By Donna Miles
American Forces Press Service
April 18, 2008 - Twenty-five years after terrorists detonated a massive car bomb, killing 52 people at the U.S. Embassy in Beirut, President Bush urged unity in condemning terrorism he said continues to threaten the United States. The Islamic Jihad Organization, today known as the terrorist group Hizballah, launched the April 18, 1983, attack that left 17 Americans and 35 Lebanese citizens dead. Those killed included Marine Cpl. Robert V. McMaugh, an embassy guard, and Army trainers Sgt. 1st Class Richard Twine, Staff Sgt. Ben H. Maxwell and Staff Sgt. Mark E. Salazar.
Employees of the State Department and U.S. Agency for International Development and members of the Central Intelligence Agency's Middle East contingent were also killed.
President Ronald Reagan quickly denounced the "vicious terrorist bombing" as a "cowardly act" that would not deter U.S. goals of peace in the region.
Bush marked the anniversary of the Beirut embassy bombing in a statement released yesterday remembering those killed and honoring the sacrifice of their family and friends and those wounded in the attack. He called the anniversary "a timely reminder of the danger U.S. diplomats, military personnel and locally employed staff bear in their service to the the United States."
"Since the Beirut attack, we and citizens of many countries have suffered more attacks at the hands of Hizballah and other terrorists, backed by the regimes in Tehran and Damascus, which use terror and violence against innocent civilians," Bush said. "All nations should condemn such brutal attacks and recognize that the purposeful targeting of civilians is immoral and unjustifiable."
The bombing was the deadliest terrorist attack the United States had ever faced in its history, although more attacks were to follow.
The Beirut embassy bombing opened a new chapter in attacks against Americans overseas. Six months later, on Oct. 23, 1983, two truck bombs struck barracks in Beirut that houses U.S. and French members of the Multinational Force in Lebanon. The attacks, which occurred 20 seconds apart, killed 241 U.S. Marines, as well as 58 French servicemen and six civilians.
Other embassy attacks were to follow: in 1998 on the embassies in Dar es Salaam,Tanzania; and Nairobi, Kenya; and in 2002 on the U.S. Consulate in Karachi, Pakistan.
Bush noted that the people of Lebanon have remained resilient despite living the better part of three decades living under the threat of violence, assassinations and other forms of intimidation.

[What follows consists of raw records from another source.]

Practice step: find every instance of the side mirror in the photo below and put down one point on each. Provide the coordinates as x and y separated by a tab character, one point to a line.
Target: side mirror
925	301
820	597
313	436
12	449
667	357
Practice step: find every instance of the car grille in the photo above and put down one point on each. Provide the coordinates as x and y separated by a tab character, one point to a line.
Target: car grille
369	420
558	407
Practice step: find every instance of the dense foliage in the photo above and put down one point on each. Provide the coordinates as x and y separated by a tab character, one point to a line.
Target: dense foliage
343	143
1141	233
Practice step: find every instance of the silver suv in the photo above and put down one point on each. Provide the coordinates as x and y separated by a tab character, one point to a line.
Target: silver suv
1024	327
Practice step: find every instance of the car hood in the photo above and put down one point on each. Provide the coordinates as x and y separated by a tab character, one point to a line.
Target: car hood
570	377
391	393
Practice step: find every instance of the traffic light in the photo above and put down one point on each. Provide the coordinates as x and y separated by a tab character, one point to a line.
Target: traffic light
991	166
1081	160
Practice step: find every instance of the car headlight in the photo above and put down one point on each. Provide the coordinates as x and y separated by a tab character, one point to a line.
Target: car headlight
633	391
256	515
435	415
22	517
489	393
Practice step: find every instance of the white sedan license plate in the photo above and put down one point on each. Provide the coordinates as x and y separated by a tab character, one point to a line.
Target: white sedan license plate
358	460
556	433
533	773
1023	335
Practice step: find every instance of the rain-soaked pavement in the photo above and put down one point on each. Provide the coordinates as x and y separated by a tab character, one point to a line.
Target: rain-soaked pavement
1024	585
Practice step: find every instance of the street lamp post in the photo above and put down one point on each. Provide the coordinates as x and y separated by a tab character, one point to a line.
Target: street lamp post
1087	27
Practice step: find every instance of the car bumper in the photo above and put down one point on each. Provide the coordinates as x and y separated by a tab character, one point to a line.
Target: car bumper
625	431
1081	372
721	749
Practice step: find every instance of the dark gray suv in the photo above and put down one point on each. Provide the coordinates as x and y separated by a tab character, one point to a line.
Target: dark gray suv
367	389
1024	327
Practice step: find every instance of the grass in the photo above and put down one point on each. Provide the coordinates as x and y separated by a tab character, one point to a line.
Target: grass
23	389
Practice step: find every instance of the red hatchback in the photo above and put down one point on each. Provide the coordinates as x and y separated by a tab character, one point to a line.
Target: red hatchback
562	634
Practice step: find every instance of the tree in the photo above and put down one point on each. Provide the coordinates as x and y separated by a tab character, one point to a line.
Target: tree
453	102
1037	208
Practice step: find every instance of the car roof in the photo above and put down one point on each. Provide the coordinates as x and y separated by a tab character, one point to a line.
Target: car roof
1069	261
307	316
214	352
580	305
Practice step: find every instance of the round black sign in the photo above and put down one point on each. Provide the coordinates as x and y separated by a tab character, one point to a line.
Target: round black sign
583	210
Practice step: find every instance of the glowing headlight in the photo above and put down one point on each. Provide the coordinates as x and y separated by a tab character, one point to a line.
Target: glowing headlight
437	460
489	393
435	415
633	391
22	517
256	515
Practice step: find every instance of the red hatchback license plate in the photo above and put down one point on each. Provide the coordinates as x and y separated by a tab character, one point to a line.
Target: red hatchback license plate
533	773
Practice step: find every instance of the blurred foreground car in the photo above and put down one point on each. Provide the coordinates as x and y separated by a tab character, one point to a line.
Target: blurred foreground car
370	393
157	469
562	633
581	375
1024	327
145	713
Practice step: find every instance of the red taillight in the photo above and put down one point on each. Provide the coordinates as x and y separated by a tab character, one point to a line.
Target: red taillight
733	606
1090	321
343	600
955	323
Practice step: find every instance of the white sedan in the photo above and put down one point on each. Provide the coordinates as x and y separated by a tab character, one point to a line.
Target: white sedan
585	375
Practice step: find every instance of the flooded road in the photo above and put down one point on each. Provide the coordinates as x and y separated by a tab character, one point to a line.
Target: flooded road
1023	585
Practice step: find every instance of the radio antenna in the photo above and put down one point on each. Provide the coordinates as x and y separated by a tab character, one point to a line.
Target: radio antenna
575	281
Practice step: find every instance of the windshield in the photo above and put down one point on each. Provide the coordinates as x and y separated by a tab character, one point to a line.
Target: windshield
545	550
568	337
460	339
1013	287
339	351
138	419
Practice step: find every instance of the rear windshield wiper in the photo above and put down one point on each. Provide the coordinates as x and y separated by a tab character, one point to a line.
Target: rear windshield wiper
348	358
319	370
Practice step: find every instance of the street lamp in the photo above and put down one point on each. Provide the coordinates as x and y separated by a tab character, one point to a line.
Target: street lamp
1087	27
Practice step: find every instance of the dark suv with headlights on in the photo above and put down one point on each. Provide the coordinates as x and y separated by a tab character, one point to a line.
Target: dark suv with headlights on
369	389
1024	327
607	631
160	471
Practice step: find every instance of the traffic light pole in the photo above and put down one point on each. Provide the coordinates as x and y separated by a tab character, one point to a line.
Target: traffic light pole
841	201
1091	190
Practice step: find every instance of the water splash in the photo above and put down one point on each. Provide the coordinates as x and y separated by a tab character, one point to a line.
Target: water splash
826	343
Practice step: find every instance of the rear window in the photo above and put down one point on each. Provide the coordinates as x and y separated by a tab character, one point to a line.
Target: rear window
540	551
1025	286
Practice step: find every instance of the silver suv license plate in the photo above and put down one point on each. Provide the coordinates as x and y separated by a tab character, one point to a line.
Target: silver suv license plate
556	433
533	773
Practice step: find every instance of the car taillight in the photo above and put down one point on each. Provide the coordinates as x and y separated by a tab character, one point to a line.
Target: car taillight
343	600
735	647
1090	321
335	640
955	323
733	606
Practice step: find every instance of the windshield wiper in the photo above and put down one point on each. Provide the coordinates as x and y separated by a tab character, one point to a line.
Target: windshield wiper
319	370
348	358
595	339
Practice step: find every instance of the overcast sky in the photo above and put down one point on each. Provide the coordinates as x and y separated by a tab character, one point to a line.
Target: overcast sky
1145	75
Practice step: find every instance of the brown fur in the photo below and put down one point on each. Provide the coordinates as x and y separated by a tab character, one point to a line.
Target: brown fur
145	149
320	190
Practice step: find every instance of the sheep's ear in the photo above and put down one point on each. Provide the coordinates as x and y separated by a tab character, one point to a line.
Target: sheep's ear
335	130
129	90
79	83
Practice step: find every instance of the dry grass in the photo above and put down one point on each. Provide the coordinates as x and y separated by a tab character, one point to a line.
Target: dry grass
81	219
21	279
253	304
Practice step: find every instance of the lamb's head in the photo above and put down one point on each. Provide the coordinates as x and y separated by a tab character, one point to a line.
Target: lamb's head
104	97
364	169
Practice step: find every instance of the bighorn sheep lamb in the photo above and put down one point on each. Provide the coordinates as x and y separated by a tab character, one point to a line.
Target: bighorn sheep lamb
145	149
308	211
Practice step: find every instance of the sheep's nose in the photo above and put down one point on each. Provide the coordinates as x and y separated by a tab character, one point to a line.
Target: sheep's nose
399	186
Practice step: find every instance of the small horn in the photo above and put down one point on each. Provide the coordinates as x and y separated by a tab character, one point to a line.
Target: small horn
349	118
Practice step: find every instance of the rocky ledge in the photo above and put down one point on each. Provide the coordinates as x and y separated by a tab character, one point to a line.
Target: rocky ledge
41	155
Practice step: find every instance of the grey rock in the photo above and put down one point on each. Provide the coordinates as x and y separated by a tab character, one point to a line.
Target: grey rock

"They and their leaders continue to work for a peaceful and democratic future, even as Syria, Iran, and their Lebanese proxies seek to undermine Lebanese democracy and institutions," he said.
"The United States will continue to stand with the Lebanese people and their government as they struggle to preserve their sovereignty and independence, seek to bring justice to victims of terrorism and political violence, and seek election of a president committed to those values," Bush said.